My Personal Data is Mine: Defining the Legal Contours of Ownership

For data to be recognized as personal property, it must meet three criteria:

1. It must be clearly defined,

2. It must be controllable by the individual, and

3. It must have clear economic value to the individual.

Historically, personal data has been difficult to conceptualize within these terms. Where does your data begin, and where does it end? How can you control something as intangible as information or metadata? These questions have kept the concept of personal data ownership vague at best.

However, AI agents like Paul AI offer a path forward. By storing my data on a private server and maintaining full control over how my AI interacts with others, I’ve established a system where my data is clearly defined, easily controlled, and unquestionably valuable to me.

This represents a critical shift in thinking: your data is no longer an abstract entity floating in the cloud. It becomes a tangible, valuable asset that you own and control within your own personal data cloud.

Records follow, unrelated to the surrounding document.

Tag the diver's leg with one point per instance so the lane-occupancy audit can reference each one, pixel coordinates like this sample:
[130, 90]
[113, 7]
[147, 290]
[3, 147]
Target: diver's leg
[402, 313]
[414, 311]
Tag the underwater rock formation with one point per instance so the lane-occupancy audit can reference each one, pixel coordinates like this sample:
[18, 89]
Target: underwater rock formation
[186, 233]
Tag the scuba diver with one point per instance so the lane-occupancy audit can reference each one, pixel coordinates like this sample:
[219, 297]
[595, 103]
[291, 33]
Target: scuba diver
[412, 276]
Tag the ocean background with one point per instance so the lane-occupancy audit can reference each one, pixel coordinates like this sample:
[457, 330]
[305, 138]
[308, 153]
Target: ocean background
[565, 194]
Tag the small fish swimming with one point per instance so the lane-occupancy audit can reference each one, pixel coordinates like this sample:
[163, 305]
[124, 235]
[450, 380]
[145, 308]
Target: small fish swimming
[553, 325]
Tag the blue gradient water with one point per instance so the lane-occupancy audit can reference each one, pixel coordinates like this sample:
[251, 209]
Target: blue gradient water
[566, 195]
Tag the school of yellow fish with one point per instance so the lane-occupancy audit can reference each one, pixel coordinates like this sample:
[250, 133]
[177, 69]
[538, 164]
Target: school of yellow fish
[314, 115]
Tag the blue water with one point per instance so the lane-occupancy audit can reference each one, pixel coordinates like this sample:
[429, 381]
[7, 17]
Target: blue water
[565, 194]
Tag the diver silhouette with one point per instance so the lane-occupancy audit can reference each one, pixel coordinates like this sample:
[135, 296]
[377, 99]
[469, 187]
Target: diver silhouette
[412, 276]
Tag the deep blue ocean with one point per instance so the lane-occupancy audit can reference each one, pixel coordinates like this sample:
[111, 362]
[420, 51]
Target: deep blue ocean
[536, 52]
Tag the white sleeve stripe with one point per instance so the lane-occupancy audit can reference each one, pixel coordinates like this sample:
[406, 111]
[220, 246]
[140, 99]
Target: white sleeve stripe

Paths Forward: A New Social Contract with Technology

As we think about the future of AI, data ownership, and personal AI agents, we must consider the new social relationships being formed. These relationships are not just between people but between AI entities as well.

If I program Paul AI to interact with another expert’s AI, who owns the output of that interaction? These are questions we are only beginning to grapple with, but they highlight the need for a new legal and regulatory framework that recognizes personal data as a fundamental part of our identity and digital self.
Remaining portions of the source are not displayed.